Por eso mismo, así como la literatura, desde un principio, es decir, también es el ejercicio en las formas de decir, por ello, cuando se usan las expresiones “es decir” o “o sea”, o bien, “para decirlo con otras palabras”, se está frente a este fenómeno tan propio del lenguaje y, por lo tanto, de la literatura.
Para intentar dar un paso más, se entiende, por lo regular, que la literatura está presente o hace su aparición cuando la palabra escogida o usada en el texto conlleva una determinación ulterior, externa o diversa de la que, en principio, significa o designa en su sentido habitual.
La escritura literaria o la palabra poética es un decir que no se localiza solamente en lo dicho, en lo escrito o en lo puesto ahí, es, más bien, la instancia de un instante previo o posterior a lo dicho, que no se sitúa nunca en la sola presencia de las palabras utilizadas en el texto; así la escritura literaria puede conseguir decir lo que está sólo anunciado o, también, aquello que ya ha sido entendido, o bien, eso que sin haber sido dicho aún ya supone un futuro hallazgo.
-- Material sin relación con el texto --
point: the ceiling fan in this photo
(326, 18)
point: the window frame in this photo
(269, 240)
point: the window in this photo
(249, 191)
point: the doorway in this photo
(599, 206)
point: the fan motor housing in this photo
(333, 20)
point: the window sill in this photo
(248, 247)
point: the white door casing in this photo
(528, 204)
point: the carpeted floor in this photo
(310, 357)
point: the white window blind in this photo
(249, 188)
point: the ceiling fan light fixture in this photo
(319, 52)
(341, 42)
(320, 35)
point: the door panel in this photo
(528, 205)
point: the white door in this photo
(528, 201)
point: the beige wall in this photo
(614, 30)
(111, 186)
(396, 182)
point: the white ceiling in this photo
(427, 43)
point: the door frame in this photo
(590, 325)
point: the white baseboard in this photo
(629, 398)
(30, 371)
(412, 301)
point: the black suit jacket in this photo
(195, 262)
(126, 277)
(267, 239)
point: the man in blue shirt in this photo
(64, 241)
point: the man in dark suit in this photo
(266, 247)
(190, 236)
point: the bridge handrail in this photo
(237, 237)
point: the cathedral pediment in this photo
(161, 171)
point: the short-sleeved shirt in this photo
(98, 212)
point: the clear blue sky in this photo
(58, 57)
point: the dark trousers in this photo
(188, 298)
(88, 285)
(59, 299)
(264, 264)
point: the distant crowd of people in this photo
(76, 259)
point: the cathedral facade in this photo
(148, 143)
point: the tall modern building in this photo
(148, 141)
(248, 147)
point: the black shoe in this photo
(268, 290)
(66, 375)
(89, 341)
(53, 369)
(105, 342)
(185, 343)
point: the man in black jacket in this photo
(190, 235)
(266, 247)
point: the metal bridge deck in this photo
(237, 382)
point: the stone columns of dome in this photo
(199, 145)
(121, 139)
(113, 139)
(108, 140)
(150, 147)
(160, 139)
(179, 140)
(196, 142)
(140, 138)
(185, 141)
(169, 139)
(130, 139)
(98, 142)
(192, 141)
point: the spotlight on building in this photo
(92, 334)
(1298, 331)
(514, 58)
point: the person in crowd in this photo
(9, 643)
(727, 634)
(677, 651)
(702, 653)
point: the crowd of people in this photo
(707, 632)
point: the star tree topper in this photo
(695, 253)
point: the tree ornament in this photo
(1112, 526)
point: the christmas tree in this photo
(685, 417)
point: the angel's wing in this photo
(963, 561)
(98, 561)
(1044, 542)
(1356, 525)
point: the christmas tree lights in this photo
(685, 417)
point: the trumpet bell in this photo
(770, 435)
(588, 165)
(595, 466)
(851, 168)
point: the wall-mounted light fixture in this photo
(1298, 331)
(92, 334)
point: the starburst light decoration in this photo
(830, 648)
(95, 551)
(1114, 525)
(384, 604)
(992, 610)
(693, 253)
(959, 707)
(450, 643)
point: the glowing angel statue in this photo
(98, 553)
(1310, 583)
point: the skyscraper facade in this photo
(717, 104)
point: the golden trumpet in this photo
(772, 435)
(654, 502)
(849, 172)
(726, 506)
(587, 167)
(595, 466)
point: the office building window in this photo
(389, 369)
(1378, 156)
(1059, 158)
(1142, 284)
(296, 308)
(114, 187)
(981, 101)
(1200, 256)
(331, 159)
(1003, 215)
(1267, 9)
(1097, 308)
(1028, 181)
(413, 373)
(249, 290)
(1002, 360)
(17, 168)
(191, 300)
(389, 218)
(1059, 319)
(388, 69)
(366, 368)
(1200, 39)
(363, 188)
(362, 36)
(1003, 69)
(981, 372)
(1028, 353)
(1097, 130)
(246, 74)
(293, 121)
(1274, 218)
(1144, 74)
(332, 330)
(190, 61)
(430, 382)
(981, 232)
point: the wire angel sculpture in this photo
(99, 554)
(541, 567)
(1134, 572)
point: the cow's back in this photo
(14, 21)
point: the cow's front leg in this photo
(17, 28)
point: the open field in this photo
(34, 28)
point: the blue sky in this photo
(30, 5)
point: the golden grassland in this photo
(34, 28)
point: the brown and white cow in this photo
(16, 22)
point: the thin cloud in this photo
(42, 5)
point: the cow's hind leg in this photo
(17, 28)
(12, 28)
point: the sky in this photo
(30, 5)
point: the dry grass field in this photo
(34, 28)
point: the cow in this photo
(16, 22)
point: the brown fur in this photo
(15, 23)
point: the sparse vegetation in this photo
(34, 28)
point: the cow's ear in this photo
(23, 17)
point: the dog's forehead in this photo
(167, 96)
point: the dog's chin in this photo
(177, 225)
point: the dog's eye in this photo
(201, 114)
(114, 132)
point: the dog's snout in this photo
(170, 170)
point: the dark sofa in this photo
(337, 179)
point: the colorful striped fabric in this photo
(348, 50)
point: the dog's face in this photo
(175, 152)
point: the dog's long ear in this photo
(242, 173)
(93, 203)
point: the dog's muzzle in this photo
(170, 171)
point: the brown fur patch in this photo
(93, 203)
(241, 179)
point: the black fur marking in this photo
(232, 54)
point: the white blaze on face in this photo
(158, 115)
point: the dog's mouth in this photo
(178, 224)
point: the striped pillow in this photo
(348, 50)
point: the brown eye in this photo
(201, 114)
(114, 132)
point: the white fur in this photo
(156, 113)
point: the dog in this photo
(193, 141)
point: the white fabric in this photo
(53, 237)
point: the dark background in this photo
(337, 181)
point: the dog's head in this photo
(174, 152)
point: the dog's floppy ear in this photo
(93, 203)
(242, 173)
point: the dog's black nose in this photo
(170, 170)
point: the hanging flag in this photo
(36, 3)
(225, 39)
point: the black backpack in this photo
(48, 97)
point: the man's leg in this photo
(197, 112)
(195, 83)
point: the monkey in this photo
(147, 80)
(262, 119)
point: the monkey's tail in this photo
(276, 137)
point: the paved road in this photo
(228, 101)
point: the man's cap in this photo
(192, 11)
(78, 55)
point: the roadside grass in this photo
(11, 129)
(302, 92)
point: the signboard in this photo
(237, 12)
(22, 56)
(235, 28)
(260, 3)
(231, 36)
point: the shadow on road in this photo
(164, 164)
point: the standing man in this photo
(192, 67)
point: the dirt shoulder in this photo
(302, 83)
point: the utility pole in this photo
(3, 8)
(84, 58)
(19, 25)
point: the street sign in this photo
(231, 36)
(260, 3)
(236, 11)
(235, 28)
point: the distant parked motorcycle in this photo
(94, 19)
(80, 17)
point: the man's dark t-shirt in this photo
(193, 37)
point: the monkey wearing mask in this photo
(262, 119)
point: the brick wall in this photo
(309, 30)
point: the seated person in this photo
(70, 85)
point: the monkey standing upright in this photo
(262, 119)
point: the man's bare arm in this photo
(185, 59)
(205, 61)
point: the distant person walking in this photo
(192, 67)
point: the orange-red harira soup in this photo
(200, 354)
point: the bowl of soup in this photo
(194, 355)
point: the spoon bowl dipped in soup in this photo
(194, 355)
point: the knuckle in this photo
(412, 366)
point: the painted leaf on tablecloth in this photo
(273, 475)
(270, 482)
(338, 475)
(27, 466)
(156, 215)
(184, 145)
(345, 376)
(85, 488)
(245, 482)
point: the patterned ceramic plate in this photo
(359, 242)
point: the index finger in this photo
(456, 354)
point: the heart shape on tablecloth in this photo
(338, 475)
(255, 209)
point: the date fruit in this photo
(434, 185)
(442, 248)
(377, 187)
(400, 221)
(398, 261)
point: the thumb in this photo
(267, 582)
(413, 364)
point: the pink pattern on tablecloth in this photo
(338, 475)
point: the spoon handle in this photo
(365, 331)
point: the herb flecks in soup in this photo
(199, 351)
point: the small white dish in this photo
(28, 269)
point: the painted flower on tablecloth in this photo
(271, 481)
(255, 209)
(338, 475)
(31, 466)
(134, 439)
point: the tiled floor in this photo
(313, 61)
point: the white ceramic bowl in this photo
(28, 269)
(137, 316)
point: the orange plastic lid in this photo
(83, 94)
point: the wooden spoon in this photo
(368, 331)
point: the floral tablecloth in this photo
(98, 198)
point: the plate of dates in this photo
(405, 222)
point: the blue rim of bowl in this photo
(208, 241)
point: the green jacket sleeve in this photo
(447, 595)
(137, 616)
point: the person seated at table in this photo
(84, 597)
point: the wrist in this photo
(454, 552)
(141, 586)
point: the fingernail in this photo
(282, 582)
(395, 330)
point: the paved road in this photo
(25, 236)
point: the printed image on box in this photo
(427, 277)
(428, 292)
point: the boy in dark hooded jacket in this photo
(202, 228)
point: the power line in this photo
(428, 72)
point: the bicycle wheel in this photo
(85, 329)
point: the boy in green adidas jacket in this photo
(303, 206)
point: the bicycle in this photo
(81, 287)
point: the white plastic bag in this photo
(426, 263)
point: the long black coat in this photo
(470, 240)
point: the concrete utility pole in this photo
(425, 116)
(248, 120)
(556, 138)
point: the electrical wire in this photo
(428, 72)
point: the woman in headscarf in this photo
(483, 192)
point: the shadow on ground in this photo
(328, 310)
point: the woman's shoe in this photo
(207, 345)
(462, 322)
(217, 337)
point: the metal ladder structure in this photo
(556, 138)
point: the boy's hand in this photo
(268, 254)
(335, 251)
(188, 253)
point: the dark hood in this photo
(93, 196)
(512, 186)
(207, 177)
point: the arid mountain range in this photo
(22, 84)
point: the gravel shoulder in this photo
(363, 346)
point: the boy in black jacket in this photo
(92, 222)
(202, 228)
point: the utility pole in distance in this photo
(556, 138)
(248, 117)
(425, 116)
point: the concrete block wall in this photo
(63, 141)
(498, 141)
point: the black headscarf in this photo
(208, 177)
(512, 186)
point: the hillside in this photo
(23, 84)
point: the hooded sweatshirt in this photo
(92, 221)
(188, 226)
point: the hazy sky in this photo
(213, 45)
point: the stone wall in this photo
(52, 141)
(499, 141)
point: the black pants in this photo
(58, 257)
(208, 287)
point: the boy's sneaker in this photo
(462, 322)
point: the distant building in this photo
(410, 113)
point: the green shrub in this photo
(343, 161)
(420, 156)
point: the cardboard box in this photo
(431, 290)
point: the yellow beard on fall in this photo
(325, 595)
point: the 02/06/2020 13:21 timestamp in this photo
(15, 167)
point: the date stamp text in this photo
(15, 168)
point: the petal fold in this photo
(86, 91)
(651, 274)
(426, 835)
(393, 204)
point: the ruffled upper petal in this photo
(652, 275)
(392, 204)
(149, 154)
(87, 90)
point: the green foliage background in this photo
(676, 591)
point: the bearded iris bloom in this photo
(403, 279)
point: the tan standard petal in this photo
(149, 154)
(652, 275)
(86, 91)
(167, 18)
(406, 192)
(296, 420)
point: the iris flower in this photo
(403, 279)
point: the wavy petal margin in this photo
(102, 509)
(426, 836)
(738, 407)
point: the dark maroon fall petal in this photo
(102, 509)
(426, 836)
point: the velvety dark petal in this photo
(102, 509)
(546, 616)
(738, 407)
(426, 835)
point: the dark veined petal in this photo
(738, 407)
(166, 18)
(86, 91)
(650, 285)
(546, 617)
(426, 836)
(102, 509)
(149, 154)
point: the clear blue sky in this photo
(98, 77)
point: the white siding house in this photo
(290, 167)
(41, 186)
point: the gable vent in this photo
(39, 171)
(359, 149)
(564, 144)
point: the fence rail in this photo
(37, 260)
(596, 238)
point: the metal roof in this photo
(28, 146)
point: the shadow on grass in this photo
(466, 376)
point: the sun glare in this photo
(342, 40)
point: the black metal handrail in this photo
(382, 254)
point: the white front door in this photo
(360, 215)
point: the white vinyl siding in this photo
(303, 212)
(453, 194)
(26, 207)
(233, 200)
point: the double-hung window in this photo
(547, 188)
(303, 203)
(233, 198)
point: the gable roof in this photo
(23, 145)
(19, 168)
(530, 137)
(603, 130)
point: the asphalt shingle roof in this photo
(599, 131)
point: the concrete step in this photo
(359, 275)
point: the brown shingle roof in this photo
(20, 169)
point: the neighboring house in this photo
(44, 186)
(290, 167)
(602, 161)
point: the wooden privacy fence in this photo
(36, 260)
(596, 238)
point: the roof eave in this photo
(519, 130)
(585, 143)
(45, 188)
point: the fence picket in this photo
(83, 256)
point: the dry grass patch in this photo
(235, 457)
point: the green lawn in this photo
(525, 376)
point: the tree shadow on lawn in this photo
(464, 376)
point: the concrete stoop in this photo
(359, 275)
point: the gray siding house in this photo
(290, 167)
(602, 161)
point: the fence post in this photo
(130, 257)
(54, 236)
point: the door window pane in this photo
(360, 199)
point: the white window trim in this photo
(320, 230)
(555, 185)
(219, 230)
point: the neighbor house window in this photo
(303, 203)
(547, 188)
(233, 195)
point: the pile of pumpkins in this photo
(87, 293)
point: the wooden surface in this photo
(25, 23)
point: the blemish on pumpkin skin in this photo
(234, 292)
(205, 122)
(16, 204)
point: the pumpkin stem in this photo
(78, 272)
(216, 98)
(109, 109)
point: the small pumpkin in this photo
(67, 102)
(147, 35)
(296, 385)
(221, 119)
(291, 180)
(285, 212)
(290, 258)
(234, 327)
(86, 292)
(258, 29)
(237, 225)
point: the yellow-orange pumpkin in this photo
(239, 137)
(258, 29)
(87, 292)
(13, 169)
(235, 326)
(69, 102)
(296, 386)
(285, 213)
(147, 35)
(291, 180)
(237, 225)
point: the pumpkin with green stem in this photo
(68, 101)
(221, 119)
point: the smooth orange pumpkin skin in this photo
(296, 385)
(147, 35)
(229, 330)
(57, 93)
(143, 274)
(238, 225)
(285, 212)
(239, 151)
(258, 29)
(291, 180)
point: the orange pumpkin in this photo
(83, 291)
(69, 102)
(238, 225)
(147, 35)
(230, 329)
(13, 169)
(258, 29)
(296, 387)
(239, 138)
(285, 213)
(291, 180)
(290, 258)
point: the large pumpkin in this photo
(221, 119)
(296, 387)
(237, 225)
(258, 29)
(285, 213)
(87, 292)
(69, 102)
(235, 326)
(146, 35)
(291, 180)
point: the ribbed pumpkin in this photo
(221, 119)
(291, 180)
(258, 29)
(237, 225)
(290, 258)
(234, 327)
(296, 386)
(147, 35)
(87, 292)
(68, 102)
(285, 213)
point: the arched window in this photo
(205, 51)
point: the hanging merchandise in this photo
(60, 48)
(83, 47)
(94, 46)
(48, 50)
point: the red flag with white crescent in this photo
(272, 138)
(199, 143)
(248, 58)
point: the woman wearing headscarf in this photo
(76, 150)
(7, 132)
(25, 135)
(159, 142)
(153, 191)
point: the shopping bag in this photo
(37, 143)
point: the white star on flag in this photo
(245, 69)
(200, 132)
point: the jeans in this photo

La palabra poética a veces, adelantándose, dice lo que está por decir; y también a veces, rezagándose, dice lo que ya ha sido dado a entender; la literatura se mueve en una especie de casi dicho, en una suerte de inminencia, de proximidad, de apremio por decir de lo dicho.
Ahora bien, tamizar o cernir o colar el querer decir, desde lo que ha sido escrito con palabras, es un acto que necesita de un artífice, de un autor, de alguien que, ante tales dificultades, deberá tener algo de mago, algo de aquel que se atreva al juego del hacer aparecer lo que no está presente de una forma evidente y, también, a hacer desaparecer aquello que sí está; se requiere de alguien tan atrevido como aquel que se hace un experto para jugar entre espejos, o como el músico, a quien no le importa si aparece o no, con tal de que se oiga su lira.
Entonces, la literatura, la palabra poética, eso que puede llegar a llamarse la obra literaria y que, de acuerdo con lo que va dicho, puede ser la ausencia de lo escrito, de lo presente, en tanto, letra escrita; también puede llegar a ser la desaparición de quien traza el texto; porque, en definitiva, la literatura siempre es la ausencia, lo que no está, lo que casi está dicho sin estarlo del todo, o bien, lo que está por decirse sin que se haya llegado hasta allí; así, la escritura de la literatura siempre se relaciona, de una forma u otra, con la incomparecencia, con lo que reviste y envuelve a lo que sólo ha sido sólo convocado, invitado, convidado, citado…
Escribir es fabricar ausencia; el libro comienza para no terminar, al insistir en decir lo que siempre está por decirse y, por eso, persistir en ser lo pendiente, en ser lo que no acaba de acabar; sin embargo, el atractivo consiste en que articular y maniobrar esa insensatez es una fascinación.
Dicho lo cual, como un ejemplo, resulta muy difícil de eludir, una vez más, a Miguel de Cervantes y a su hidalgo de la Mancha, porque Don Quijote, por un lado, al ser, antes de cualquier otra cosa, un lector, vivió la escritura leída como un puro deseo, como la afligida ausencia de lo que no se tiene, como la melancólica nostalgia por un horizonte perdido, como una imposibilidad; y, por otro lado, al ser un caballero andante, descarnado, fantasmal, patético e imposible, al decidir llegar hasta ese extremo, la imposibilidad de la escritura leída no se quedó en la ausencia ficticia de la lectura, sino que alcanza, incluso, el escenario de la vida mundana.